Jadot Latricieres Chambertin 2003
This peek into Grand Cru red Burgundy from the intensely exotic 2003 vintage was definitely a fabulous one! Dark, deeply colored ruby tones lead the way to a pungent smorgasbord of scents including smoked game, campfire grill and rich dark cherries. An initial glimpse could have fooled me into thinking this was a young Graves! This flamboyantly ripe pinot really strut its stuff on the palate, pumping out mouth-filling, full flavors of rich toast, huckleberry and currant coated flavors in a sheer cashmere cloth. Remarkable purity, opulence and length. Big time Burgundy! 94 points (my wife’s wine of the night)

Tentua de San Guido, Sassicaia 1998
Roll out the red carpet, this is officially my favorite vintage of this iconoclast Italian cabernet yet (no, I have not yet tasted the ’88 or ’85…but I’ll get to them eventually)! The nearly inky color was surprising, but not nearly as profound as the aromatics of roasted peppers, mushroom, truffles, coffee and smoke.
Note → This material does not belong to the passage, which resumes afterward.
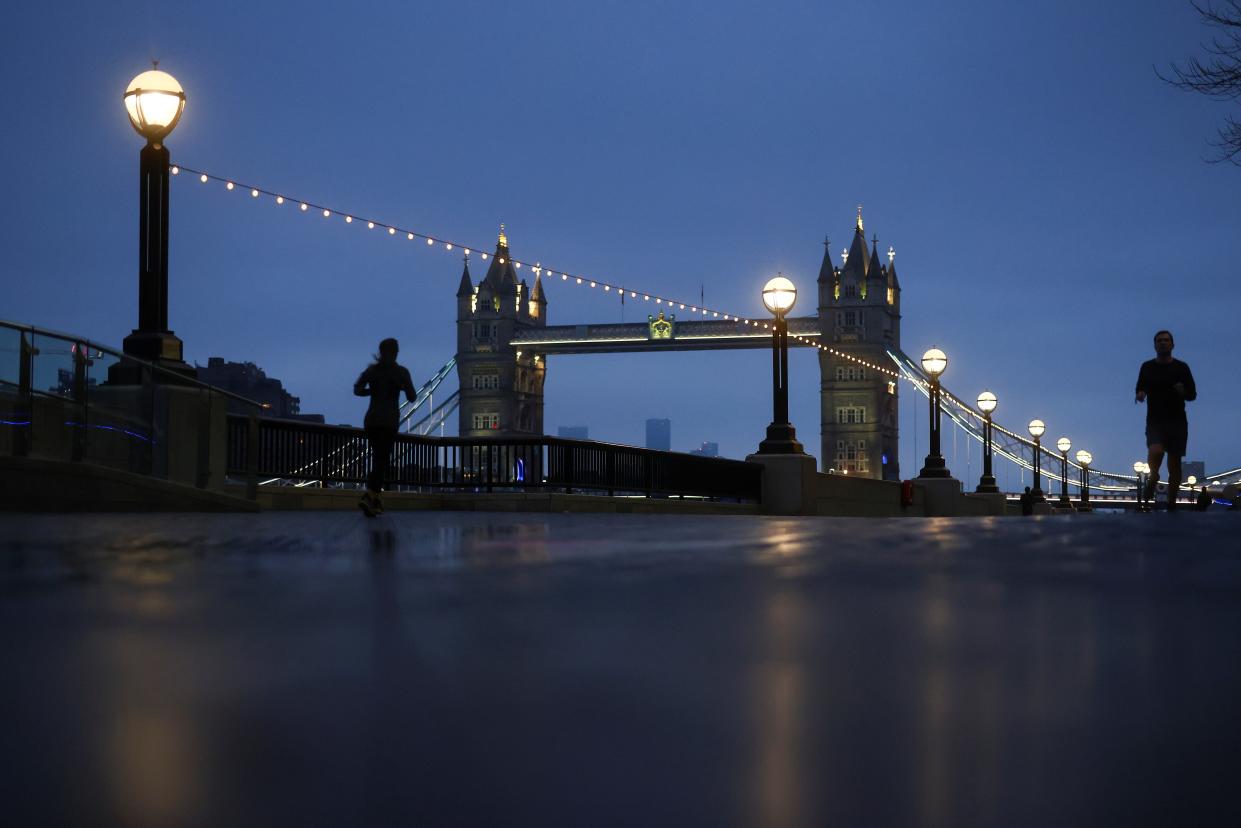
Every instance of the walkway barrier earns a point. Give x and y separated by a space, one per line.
67 399
264 450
Absolutely delicious and fat in the mouth, loaded w/ heady black currant, black raspberry, graphite and steel, punctuating its character w/ a remarkably long, gravel tinged finish. 1998 might have been less than exemplary in Tuscany, but Bolgerhi was surely rockin’ tonight! A home run, easily worthy of 95 points.
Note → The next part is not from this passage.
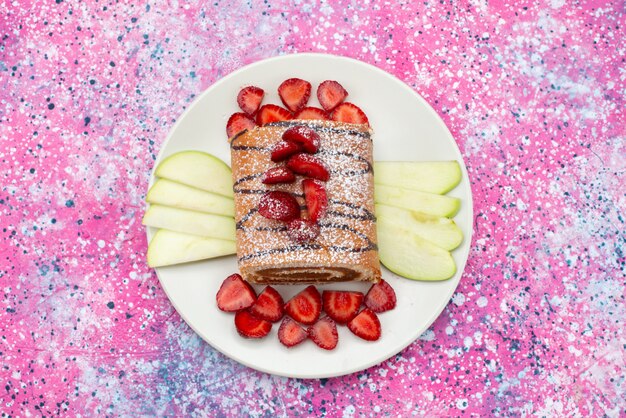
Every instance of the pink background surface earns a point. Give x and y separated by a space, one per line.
533 94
Tentua de Ornellaia, Masseto 1996 (from a magnum)
Well, I am officially bursting my Masseto cherry, and needless to say, it was an absolute privilege. This wine simply won over the entire table, eyes gawked and mouths drooled once putting this pure Merlot elixir to the lips. A beautifully complex bouquet of Starbucks coffee, melted licorice and touches of mint that are powerful and simply effusive. Fat, plush flavors of dark chocolate and dark cherry liqueur are flat our breath-taking as they cascade through the palate like a barrel trip through Niagra Falls! Out of this world. 97 points.

Tenuta del Terriccio 2003
This has been a hallmark bottle for us to chow on at the end of the evening. It began w/ the 2000 (which beat out the ’96 Sassicaia for wine of the night) and then migrated over to the 2001 (which was a sheer, caged animal that bounced all over the palate like a Gorilla carrying a banana) and now it’s time for the ’03. I figured the extreme heat and drought of ’03 would play right into Carlo Ferrini’s hands w/ this eccentric and loaded Syrah based blend, and it sure did. This is undoubtedly was a WTF wine! Much like a beginning taster’s first experience w/ a rich Amarone, this juice evokes such blatant characteristics that it demands one’s creative apparatus to kick into full gear! A nose of pure black peppercorn salami, scorched chestnuts, espresso roast and pure bacon fat (no, I’m not kidding!). You can’t help but explore further, like an Archaeologist on a forbidden dig. The palate had a ferocious sense of depth and opulence, while maintaining such a silky feel that was almost haunting. Flavors of fig and vivid blueberries danced their way through the night….a sheer tour de force! 95 points (excitement, yes…just not the polish of the Masseto, but this aint about polish!).

I am going to allow Guy to post on the dessert wines (on the eBob board)...the Vouvray you brought was one of my favorite Chenin Blancs of all time (god what a versatile and under-appreciated grape!). All you guys are the best, salud- I will open something dynamite tonight and toast to the eternal health of your families.